Sektör aynı zamanda teknoloji inovasyonuna bağlı risklerin de farkında. Araştırmaya göre, enerji sektöründen katılımcılar; güven, güvenlik, gizlilik ve esnekliği teknolojik çözümlerine entegre etme konusunda kurumlarının daha proaktif olması gerektiğini tüm sektörlerin ortalamasından 8 puan daha fazla belirtiyor. Ancak sektör, ilerlemenin önünde engellerle de karşılaşıyor. Örneğin araştırma, enerji sektörünün yapay zekâ (AI) uzmanlığı eksikliğinin inovasyon yapma ve rekabetçi kalma kabiliyetlerini etkileyebileceğini söyleyenlerin diğerlerine göre daha yüksek olduğunu da ortaya koyuyor.

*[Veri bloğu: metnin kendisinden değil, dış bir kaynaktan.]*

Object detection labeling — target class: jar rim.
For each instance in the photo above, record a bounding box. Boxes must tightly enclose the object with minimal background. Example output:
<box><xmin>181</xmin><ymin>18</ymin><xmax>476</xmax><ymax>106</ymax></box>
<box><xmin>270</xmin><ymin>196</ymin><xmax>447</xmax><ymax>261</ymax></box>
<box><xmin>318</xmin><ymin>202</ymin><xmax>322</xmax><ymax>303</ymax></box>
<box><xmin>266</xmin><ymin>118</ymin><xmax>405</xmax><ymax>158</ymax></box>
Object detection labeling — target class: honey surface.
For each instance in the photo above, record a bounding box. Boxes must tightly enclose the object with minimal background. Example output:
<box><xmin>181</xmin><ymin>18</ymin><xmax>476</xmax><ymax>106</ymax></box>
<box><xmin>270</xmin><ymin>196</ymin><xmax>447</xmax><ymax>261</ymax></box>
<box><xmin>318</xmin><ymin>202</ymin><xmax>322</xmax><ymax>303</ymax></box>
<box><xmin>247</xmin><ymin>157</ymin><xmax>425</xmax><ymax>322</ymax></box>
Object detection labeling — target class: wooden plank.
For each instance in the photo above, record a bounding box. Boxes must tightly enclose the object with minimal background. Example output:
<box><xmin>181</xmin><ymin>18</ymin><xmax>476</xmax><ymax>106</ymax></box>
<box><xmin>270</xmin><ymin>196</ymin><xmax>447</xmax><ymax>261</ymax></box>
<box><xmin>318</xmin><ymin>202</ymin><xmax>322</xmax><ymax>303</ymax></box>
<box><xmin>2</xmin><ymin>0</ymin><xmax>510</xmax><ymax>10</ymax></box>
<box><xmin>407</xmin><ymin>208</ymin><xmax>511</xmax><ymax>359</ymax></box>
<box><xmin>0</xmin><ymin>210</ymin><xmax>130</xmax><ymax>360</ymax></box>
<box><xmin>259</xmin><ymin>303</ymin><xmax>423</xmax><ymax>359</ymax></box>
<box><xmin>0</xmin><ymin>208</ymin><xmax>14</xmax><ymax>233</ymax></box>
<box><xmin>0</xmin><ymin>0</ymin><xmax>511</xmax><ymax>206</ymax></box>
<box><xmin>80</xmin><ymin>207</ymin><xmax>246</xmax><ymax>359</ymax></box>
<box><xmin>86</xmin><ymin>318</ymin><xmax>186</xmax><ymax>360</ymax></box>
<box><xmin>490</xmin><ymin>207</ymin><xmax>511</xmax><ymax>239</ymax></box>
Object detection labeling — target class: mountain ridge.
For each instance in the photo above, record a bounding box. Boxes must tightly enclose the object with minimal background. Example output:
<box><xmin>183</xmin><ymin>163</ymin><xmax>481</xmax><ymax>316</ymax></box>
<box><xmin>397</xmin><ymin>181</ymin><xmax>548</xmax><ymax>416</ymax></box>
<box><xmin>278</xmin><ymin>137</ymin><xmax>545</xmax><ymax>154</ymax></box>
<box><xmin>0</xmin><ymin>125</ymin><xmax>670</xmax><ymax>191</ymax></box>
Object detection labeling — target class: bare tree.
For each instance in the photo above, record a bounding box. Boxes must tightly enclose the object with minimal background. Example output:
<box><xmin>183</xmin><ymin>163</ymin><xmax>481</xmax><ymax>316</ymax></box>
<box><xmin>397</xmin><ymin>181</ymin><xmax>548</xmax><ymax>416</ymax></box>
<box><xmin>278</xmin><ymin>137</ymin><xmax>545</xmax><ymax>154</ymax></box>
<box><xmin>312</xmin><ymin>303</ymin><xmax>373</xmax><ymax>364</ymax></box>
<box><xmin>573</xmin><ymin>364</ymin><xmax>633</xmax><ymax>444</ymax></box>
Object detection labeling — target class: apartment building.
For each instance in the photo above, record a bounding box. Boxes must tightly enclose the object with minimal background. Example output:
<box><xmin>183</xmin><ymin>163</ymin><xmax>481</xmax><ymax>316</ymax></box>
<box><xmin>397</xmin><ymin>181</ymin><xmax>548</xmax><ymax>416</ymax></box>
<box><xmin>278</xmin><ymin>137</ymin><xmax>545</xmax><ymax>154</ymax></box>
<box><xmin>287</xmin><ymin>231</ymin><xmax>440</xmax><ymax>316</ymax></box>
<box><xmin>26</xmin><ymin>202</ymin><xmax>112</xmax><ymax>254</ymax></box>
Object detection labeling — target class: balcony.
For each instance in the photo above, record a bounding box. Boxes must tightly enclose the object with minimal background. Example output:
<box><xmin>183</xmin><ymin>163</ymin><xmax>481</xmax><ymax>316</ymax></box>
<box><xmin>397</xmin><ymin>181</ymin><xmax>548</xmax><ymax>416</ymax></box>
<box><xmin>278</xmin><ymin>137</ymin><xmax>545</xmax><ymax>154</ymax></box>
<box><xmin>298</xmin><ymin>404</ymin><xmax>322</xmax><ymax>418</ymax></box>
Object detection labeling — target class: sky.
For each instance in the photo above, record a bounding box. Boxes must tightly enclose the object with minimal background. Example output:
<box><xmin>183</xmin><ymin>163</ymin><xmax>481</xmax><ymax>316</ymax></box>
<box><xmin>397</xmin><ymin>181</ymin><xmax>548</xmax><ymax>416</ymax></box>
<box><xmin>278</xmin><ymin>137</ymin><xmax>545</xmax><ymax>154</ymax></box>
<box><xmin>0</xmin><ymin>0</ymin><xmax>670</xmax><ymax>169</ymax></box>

 Güvenlik endişeleri gündemin ilk sırasında

Hem düzenleyici kurumlar hem de tüketiciler enerji şirketlerini yakından izlediklerinden araştırmaya katılan enerji yöneticileri düzenleyici yükümlülükler ve güvenlik endişelerini dijital dönüşümlerinin en önemli tetikleyicileri olarak görüyor. Ayrıca, daha güçlü veri gizliliği veya siber güvenliğin hayata geçirdikleri dijital dönüşüm projeleri üzerinde en etkili kullanıcı beklentileri olduğunu da söylüyorlar. Enerji yöneticilerinin yüzde 72’sine göre, siber güvenliği içeren dijital dönüşüm çalışmaları son 24 ayda kârlılığı ve performansı artırdı, bu oran tüm sektörlerin ortalamasından 12 puan daha fazla.

 İş güçlerinin oluşturulmasına yardımcı olan teknoloji altyapılarına güveniyorlar

Araştırmaya göre enerji sektörü stratejik teknoloji yatırımının gücüne inanıyor, ancak dijital dönüşüm hedeflerini hayata geçirebilecek yeteneklere erişmeye odaklanmaları gerekiyor. KPMG tarafından hazırlanan 2023 Küresel Enerji CEO Görünümü raporu, enerji şirketlerinin yüzde 52’sinin (2022’ye göre 7 puanlık bir artış) yeteneklerini geliştirmek için çalışanlarına daha fazla yatırım yapmak istediğini ortaya koyuyor. Enerji sektöründen katılımcıların çoğu, iş güçlerinin bugüne kadar oluşturulmasına yardımcı olan teknoloji altyapılarının kabiliyetlerine güveniyor ve bazı durumlarda bu güvenleri diğer sektörlerin de ortalamasını aşıyor.

“Sektör geniş resmi göz önünde bulundurarak teknoloji yatırımlarını yapıyor”

KPMG Türkiye Enerji Sektörü Lideri Hakan Demirelli konuyla ilgili şunları söyledi: “Devam eden jeopolitik gerilimlerin, üretken yapay zekânın hızlı yükselişinin ve küresel ekonomik belirsizlik ortamının en çok etkilediği sektörden birisi enerji sektörü. Bu nedenle sektörde faaliyet gösteren şirketler geniş resmi göz önünde bulundurarak teknoloji yatırımları da yapmaya kararlı olduklarını bu anketimizde gösterdi. Bu yatırımlar, enerji şirketlerinin yenilikçi teknolojileri iyi bir şekilde kullanmasına olanak sağlıyor. Örneğin anketimiz enerji sektörünün, son 24 ayda şirketlerinin kârlılığını veya performansını artırmak için düşük kodlu/kodsuz platformları kullanma olasılığı en yüksek sektörlerden biri olduğunu ortaya çıkardı. Sektörün dijital dönüşüm projelerindeki başarısı ise doğru danışmanlık hizmetleri almaktan geçiyor. KPMG olarak biz de dijital dönüşüm alanındaki derin ve kapsamlı uzmanlığımız ile sektördeki şirketlerin uygun çözümleri başarılı bir şekilde kullanmalarına, inovasyonu artırmalarına ve daha geniş bir dijital dönüşüme başlamalarına yardımcı oluyoruz.”